Cannes à la recherche de son scandale

Créer l'événement avec un film ou des séquences sanglantes semble être devenu l'un des passages obligés du Festival.

Des réactions à La grande bouffe de Marco Ferreri en 1973 à la projection d'Irréversible de Gaspard Noé en 2002, avec son insoutenable scène de viol, Cannes attend toujours son scandale, poursuit Marc Godin.

Près d'un siècle après le Chien andalou de Luis Buñuel et son oeil découpé plein cadre au rasoir, le film sanglant est aujourd'hui l'un des moyens de susciter ce buzz cannois qui portera les films, pour le plus grand plaisir des journalistes qui font monter la mayonnaise. Voire, peut-être, d'exorciser nos angoisses pandémiques ou environnementales.

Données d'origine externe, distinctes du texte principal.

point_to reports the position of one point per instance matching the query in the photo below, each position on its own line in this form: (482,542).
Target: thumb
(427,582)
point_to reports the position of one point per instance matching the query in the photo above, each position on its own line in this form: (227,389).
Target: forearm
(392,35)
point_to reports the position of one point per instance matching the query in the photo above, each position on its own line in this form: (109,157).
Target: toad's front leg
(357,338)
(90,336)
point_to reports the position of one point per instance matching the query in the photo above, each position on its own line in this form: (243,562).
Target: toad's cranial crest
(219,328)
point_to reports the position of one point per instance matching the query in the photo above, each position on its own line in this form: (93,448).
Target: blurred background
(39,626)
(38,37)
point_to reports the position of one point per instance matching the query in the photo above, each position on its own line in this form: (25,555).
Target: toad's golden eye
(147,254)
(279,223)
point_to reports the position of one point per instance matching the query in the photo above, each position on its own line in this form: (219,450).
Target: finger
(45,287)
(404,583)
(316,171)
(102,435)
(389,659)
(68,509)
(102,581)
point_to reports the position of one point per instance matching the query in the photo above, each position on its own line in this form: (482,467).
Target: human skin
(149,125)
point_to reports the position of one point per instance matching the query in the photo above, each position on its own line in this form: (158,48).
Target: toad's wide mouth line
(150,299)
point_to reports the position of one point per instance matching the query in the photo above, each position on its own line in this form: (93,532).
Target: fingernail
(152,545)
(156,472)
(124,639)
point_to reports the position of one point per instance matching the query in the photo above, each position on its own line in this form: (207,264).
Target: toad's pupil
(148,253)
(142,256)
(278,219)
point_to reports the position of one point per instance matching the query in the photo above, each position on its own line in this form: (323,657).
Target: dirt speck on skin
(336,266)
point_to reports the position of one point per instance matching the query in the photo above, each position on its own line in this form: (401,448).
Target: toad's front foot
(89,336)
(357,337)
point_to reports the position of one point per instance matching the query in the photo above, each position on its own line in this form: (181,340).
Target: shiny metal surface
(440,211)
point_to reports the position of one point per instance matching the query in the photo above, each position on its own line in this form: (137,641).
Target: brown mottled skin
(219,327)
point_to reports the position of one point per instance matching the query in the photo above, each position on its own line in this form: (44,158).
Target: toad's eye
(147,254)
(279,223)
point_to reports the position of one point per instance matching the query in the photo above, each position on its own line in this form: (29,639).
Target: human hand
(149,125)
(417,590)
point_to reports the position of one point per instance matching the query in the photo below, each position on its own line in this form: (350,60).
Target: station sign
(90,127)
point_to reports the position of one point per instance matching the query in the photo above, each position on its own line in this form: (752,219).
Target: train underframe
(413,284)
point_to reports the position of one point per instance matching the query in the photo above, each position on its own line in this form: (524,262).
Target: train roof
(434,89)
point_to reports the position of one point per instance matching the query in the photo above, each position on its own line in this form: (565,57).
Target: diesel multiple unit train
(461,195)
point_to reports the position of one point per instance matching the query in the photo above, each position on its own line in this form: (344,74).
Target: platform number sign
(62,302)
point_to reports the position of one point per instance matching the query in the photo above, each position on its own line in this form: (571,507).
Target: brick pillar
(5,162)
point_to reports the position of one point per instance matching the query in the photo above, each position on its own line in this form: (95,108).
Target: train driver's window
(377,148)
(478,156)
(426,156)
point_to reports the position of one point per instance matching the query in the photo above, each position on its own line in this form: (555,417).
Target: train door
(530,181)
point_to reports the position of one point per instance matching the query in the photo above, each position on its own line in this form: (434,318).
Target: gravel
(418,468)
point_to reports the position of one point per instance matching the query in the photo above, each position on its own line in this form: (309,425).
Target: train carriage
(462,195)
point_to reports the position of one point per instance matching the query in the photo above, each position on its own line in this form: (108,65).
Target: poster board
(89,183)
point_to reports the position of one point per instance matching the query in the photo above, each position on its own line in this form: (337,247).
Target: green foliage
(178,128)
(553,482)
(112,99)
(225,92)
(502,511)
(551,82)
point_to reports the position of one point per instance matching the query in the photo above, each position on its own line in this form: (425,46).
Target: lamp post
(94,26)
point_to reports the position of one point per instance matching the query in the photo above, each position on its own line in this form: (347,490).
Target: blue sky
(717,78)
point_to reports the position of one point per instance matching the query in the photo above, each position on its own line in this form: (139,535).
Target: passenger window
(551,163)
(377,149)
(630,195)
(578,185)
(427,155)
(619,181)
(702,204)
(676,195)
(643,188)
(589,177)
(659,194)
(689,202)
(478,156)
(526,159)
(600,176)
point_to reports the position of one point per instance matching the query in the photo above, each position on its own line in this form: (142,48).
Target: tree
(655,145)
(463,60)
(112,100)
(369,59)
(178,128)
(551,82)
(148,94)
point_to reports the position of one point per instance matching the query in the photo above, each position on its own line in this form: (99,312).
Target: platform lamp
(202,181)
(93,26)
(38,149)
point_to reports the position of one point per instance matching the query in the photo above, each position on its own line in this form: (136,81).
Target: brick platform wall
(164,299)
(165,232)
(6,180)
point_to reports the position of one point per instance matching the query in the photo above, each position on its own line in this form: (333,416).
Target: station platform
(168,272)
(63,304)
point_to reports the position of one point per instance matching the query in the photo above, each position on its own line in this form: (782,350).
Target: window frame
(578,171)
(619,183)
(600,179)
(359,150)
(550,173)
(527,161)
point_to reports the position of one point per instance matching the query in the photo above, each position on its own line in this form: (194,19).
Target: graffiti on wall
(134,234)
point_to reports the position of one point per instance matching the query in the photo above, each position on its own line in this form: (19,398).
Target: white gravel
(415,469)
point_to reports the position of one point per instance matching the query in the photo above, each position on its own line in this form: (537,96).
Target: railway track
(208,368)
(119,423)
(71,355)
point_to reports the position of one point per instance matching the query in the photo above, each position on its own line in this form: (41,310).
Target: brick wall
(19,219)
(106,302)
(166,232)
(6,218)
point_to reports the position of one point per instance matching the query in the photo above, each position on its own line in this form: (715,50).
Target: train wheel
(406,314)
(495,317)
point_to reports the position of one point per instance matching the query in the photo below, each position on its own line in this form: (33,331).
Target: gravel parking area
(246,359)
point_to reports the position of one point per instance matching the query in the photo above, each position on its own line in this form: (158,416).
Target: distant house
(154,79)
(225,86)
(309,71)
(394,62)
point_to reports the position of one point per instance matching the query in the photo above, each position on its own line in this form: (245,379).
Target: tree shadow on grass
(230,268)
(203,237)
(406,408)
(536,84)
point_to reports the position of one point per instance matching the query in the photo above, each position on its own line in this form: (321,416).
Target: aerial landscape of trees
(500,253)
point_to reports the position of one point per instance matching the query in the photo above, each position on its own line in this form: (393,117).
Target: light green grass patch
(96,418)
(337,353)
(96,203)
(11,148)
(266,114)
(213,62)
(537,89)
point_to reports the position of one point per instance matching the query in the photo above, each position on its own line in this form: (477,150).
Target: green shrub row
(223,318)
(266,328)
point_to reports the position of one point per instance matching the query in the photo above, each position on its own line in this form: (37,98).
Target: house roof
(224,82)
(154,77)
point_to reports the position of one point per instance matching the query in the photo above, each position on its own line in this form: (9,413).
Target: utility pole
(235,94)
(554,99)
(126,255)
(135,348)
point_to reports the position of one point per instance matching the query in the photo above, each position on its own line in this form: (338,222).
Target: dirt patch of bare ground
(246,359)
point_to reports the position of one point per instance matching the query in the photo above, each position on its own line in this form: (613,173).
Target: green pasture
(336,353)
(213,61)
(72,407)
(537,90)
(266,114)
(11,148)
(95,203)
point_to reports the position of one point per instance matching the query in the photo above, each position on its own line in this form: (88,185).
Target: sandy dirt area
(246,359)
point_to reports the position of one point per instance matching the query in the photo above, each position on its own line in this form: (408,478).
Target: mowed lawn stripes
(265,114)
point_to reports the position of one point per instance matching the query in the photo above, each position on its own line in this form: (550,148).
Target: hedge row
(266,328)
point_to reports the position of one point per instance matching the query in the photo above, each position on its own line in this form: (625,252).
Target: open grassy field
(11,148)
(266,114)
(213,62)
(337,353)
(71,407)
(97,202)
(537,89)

Après la fin sanglante de Parasite, Palme d'or 2019, l'an dernier a semblé marquer une consécration, avec sa Palme d'or décernée au film le plus violent de la sélection, Titane, signé Julia Ducournau, une réalisatrice trentenaire sacrée en deux longs métrages nouvelle reine du gore.

L'héroïne, campée par Agathe Rousselle, y a le corps hanté par une masse de métal qui grandit dans son ventre, tandis qu'elle sue et saigne de l'huile à moteur.

Mais pour des amateurs et amatrices du genre, comme Kate Robertson, cette consécration reste l'exception qui confirme la règle.

Le manque de considération pour ce genre de films se reflète dans les prix [malgré tout], analyse-t-elle. Le couronnement de Julia Ducournau l'an dernier était une surprise excitante pour beaucoup, qui promet peut-être que le milieu du cinéma évolue encore davantage.